I am not missing that bad events happen to many people. Believe me when I say this, I see how bad events, events out of one's control or even by their own hands creates other bad events. 

This child in all likelihood was very susceptible to trauma psychologically.

What pisses me off is that the professionals believed it was far better to tear this child away from her (presumably) loving parent rather than to put in place supports so that child could remain with her family. IMHO it was at the very point this child was ripped away that the psychological trauma started (of course only going by the op as stated) and not in foster care. FC only exacerbated the trauma and then placing this psychologically fragile child into an afamily not properly equipped to parent such a child for that family to turn around and ship her off hundreds of miles away to try and now "fix" her.

Perhaps I will read the full article. I only hope this facility is properly equipped to provide therapy for trauma associated with being an adoptee otherwise this will be just 1 more trauma for this child.

Quoting Verrine:

No emotional scars is cavalier, true, but I think you're missing that bad events happen to many people and most don't react this way. Many kids who've been through the foster care system develop Reactive Attachment Disorder, but most kids do not try to kill their siblings. It's normal for a child to try to hurt someone when she's angry. It's not normal for a child to choke a sibling as a planned action.

Read the article. It goes on to talk about a treatment facility for violent juvenile offenders where the benchmark of success is that after they've been discharged, they've committed crimes at a lower rate than untreated felons and they haven't killed anyone.
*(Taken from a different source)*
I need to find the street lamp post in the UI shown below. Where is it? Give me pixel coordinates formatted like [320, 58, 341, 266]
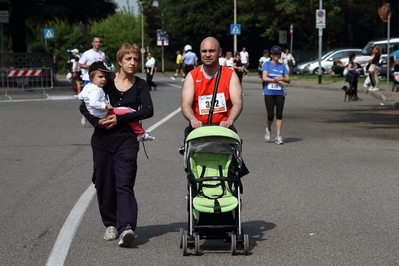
[138, 2, 145, 73]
If you think about it, that is a good outcome. Regardless of who or what is to blame, the US spends billions on supposedly corrective treatment in the form of prisons. Punishment isn't a deterrant to those adults and all of those adults were once kindergartners. If we could redirect children who are juvenile delinquents, we could prevent many violent crimes.   

Quoting Ms.KitKat:

  This child had been removed from her bio parent(s) because her birth mother lost her job ; literally ripped away from presumably a loving parent except for financial issues and the child remained in foster care for the essentially the 1st 2 years of her life and the documentation indicates : " no emotional scars" ????
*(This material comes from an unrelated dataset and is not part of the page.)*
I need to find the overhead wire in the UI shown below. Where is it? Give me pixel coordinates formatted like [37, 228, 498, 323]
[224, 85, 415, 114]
Rather than blaming the child first , I think we need to first take a look at the adults and professionals who created the situation. Now this is not to say this child is not dangerous nor to minimize this child's psychological issues. However this child is a symptom of the larger problem.

Ms.KitKat
by on May. 26, 2017 at 11:03 AM
2 moms liked this

oh what wonderful aparents- come to rescue the child [insert yuge saracsm font]
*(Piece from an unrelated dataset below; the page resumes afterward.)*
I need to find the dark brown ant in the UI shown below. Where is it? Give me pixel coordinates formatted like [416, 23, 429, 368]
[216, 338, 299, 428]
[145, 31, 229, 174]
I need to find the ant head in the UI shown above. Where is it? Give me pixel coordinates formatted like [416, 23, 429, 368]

imho in having experience with such children and families, the best afamily would be one who does not collect children but rather has skill in parenting traumatized children with no other children within 5 years younger or older

Quoting Verrine:

Read the article. Abuse could always be possible for any child, but based on the article, I don't think it is likely. The adoptive mother (who has 6 other children) visits every 6 weeks and they are taking her home this summer. 

Quoting MrsHMS: Thank you for sharing that. I think she was abused.